Gorham testified that Curry, who lived near Wilkinson, was interviewed early on, along with another man, and both were arrested at the time on unrelated charges.
Gorham went on to tell the judge that on Jan. 5, 1987, the second man contacted Wydick and told him Curry had confessed to killing Wilkinson and that he had a handwritten confession to prove it. Curry allegedly admitted to Wydick that he had written the confession letter, which was dated Dec. 28, 1986.
Then in an interview with Wydick, Gorham testified that “Michael Curry confessed twice verbally to Lt. Tim Wydick about killing Wilda Wilkinson,” and that Curry “provided detailed information about the crime.”
On Dec. 12, 1989, in an unrelated case, Michael Curry beat his roommate in Bangor nearly to death, a crime for which he did more than 20 years in a Michigan prison.
The day after the beating, Dec. 13, 1989, Wydick received an anonymous letter addressed to him, according to Gorham’s testimony.
“This letter start(ed) by advising ‘almost 41 months have passed, 1,233 days since that fatal hot and humid July night,’” Gorham testified in the probable cause hearing.
“1,233 days is the exact number of days from the date on the letter to the date of Wilda Wilkinson’s death, almost 41 months. And July was the month that Wilda Wilkinson was killed. The letter dated 12-12 of ’89 also referenced Wilda Wilkinson not having any panties on to make the crime look like it was a rape. Wilda Wilkinson was located with no underwear on at the scene of the crime,” Gorham said.
The MSP forensic lab in Grand Rapids found fingerprints on the letter and identified them as Michael Curry’s.

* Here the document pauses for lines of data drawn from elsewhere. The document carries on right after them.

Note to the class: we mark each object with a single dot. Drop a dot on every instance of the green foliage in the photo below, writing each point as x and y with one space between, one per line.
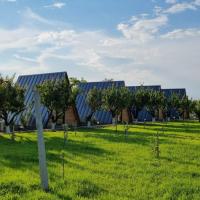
197 109
140 99
11 100
101 165
116 99
94 100
155 102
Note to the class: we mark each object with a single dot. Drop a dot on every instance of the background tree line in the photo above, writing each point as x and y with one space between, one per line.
58 95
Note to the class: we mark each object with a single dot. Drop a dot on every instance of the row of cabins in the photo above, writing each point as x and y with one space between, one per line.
78 113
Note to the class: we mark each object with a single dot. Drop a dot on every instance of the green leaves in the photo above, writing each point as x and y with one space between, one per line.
116 99
11 99
197 109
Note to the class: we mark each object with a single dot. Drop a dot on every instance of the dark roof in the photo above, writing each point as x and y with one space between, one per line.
29 82
148 87
178 91
83 109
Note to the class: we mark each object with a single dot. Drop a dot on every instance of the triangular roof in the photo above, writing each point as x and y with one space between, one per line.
82 107
29 82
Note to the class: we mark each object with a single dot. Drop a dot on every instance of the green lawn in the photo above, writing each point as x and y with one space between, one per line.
102 164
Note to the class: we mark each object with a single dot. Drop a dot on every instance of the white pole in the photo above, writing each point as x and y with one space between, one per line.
41 144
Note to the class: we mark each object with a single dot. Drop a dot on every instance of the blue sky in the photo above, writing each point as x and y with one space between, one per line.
140 41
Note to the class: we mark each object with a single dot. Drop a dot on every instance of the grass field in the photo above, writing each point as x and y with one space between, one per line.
102 164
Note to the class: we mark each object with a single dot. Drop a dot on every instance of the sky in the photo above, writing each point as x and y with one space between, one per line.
150 42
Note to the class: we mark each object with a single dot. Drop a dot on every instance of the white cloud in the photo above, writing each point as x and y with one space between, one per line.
29 14
142 30
196 2
10 1
170 1
140 55
56 5
182 33
180 7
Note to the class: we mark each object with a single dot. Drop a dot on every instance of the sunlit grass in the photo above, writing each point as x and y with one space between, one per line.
103 164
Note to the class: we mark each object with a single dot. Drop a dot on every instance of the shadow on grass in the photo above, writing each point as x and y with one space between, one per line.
178 161
16 154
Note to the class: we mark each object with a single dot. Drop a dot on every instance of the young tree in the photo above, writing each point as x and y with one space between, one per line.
55 95
172 104
94 100
115 100
197 109
186 106
139 99
155 102
11 101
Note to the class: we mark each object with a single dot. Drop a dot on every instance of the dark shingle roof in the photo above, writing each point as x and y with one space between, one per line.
148 87
179 91
29 82
83 109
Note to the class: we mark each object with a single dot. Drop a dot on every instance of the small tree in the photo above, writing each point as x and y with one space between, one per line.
186 106
11 101
155 102
197 109
139 99
115 100
172 103
94 100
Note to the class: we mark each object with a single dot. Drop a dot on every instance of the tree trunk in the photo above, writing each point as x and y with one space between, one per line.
53 126
113 120
8 129
89 124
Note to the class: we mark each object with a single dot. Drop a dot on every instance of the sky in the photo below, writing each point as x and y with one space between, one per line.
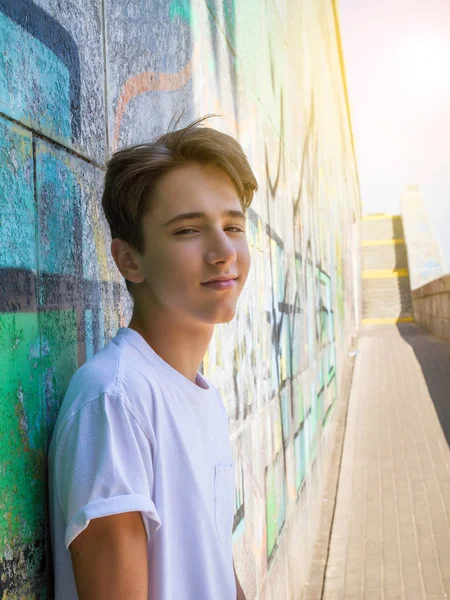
397 60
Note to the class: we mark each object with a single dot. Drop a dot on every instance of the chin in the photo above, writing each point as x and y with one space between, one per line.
225 315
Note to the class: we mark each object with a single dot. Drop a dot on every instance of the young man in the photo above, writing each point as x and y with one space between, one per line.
140 465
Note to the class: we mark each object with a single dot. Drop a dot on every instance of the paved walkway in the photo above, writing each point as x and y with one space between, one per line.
391 534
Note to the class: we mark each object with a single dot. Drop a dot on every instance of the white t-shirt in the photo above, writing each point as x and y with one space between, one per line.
134 434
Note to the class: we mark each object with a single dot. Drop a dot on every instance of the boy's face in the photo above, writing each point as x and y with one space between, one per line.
182 255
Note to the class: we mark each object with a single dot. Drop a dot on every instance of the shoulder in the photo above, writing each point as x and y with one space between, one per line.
115 376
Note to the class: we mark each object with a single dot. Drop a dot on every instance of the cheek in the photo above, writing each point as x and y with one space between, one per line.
244 258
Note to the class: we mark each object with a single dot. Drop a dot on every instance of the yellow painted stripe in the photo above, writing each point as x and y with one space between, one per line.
380 217
383 242
388 321
385 273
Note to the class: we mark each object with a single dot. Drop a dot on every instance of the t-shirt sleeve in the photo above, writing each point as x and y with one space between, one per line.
104 466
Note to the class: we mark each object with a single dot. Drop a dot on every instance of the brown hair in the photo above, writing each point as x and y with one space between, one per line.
133 172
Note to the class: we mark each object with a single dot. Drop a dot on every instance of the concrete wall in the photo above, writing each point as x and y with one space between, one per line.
431 305
80 79
425 258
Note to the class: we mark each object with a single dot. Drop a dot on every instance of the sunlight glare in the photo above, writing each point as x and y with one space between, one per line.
422 63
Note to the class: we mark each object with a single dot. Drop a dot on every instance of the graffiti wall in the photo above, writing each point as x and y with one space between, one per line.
425 258
79 80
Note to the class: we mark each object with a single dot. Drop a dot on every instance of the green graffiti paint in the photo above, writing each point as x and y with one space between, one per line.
22 464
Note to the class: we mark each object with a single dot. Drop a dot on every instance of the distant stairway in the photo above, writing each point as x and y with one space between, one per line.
386 286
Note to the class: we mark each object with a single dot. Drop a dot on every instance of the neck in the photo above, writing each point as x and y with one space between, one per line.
182 347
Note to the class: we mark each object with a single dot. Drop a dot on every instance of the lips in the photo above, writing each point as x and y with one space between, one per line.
221 284
221 278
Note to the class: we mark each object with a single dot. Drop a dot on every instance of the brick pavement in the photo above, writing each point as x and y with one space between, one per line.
391 534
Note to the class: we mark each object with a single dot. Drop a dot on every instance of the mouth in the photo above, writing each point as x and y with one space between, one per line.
221 284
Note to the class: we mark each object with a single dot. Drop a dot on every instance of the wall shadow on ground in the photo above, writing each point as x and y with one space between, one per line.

The MSP Cold Case Team assigned a full-time detective the Wilkinson murder in 2018 and obtained search warrants to monitor Curry’s Facebook page.
According to Gorham’s testimony at the probable cause hearing, Curry posted in June 2018, “I am no angel. If I get pissed I kill,” … “I don’t like witnesses,” and “I have never killed anyone who did not – who didn’t deserve it.”
On Oc. 1, 2018, MSP detectives exhumed Wilkinson’s body. An autopsy performed Oc. 2 concluded the cause of death was asphyxia.
Curry was released from prison in 2017 after serving his sentence for nearly killing his roommate. He had apparently been living in California, which is where MSP cold case detectives arrested him last week.
Wilkinson’s family refused to comment Thursday when asked if they were frustrated the case wasn’t pursued sooner.
An MSP detective pointed to the lack of physical evidence in 1986 to corroborate Curry’s confession decades ago. It’s not clear what, if any, additional evidence detectives have uncovered beyond Facebook posts.
Retired Detective Wydick said it was his understanding that Curry had recently provided a considerably more detailed confession.